INTRODUCTION: NHS Direct, a leading telephone healthcare provider worldwide, provided 24/7 health care advice and information to the public in England and Wales (1998-2014). The fundamental aim of this service was to increase accessibility, however, research has suggested a disparity in the utilisation of this service related to ethnicity. This research presents the first national study to determine how the diverse population in England have engaged with this service. METHODS: NHS Direct call data from the combined months of July, 2010 October, 2010, January 2011 and April, 2011 was analysed (N = 1,342, 245) for all 0845 4647 NHS Direct core service calls in England. Expected usage of NHS Direct was determined for each ethnic group of the population by age and gender and compared by actual usage using Chi-square analysis. A one-way analysis of variance (ANOVA) was used to determine variations of uptake by ethnic group and Index for Multiple Deprivation (IMD) 2010 rank. RESULTS: Results confirmed that all mixed ethnic groups (White and Black Caribbean, White and Black African, White and Asian) had a higher than expected uptake of NHS Direct which held consistent across all age groups. Lower than expected uptake was found for Black (African/Caribbean) and Asian (Bangladeshi/Indian/Chinese) ethnic group which held consistent by age and gender. For the Pakistani ethnic group usage was higher than expected in adults aged 40 years and older although was lower than expected in younger age groups (0-39). CONCLUSION: Findings support previous research suggesting a variation in usage of NHS Direct influenced by ethnicity, which is evidenced on a national level. Further research is now required to examine the underlying barriers that contribute to the ethnic variation in uptake of this service.
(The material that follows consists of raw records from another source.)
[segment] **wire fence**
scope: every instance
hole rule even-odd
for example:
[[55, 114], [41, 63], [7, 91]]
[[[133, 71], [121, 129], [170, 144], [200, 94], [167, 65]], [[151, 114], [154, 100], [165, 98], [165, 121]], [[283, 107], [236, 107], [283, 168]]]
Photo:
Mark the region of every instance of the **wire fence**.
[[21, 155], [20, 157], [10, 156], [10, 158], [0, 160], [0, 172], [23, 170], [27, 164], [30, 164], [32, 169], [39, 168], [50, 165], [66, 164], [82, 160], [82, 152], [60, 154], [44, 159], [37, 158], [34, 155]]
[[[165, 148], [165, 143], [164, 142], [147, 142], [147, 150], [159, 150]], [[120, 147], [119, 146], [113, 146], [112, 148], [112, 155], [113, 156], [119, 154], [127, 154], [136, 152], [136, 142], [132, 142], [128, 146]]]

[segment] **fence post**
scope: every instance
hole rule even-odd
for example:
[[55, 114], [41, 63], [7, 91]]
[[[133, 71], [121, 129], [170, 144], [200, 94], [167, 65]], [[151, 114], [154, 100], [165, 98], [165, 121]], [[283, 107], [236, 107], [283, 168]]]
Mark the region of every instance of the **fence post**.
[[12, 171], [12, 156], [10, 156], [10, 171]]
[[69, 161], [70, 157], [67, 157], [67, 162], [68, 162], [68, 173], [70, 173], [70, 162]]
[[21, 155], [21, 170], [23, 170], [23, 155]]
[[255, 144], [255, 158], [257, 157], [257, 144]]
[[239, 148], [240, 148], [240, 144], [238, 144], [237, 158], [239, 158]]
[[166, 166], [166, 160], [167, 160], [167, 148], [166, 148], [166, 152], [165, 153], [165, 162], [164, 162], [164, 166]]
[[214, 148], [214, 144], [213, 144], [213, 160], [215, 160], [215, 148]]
Barriers and facilitators to using NHS Direct: a qualitative study of 'users' and 'non-users'.

BACKGROUND: NHS Direct, introduced in 1998, has provided 24/7 telephone-based healthcare advice and information to the public in England and Wales. National studies have suggested variation in the uptake of this service amongst the UK's diverse population. This study provides the first exploration of the barriers and facilitators that impact upon the uptake of this service from the perspectives of both 'users' and 'non- users'. METHODS: Focus groups were held with NHS Direct 'users' (N = 2) from Bedfordshire alongside 'non-users' from Manchester (N = 3) and Mendip, Somerset (N = 4). Each focus group had between five to eight participants. A total of eighty one people aged between 21 and 94 years old (M: 58.90, SD: 22.70) took part in this research. Each focus group discussion lasted approximately 90 minutes and was audiotape-recorded with participants' permission. The recordings were transcribed verbatim. A framework approach was used to analyse the transcripts. RESULTS: The findings from this research uncovered a range of barriers and facilitators that impact upon the uptake of NHS Direct. 'Non-users' were unaware of the range of services that NHS Direct provided. Furthermore, 'non-users' highlighted a preference for face-to face communication, identifying a lack of confidence in discussing healthcare over the telephone. This was particularly evident among older people with cognitive difficulties. The cost to telephone a '0845' number from a mobile was also viewed to be a barrier to access NHS Direct, expressed more often by 'non-users' from deprived communities. NHS Direct 'users' identified that awareness, ease of use and convenience were facilitators which influenced their decision to use the service. CONCLUSIONS: An understanding of the barriers and facilitators which impact on the access and uptake of telephone-based healthcare is essential to move patients towards the self-care model. This research has highlighted the need for telephone-based healthcare services to increase public awareness; through the delivery of more targeted advertising to promote the service provision available.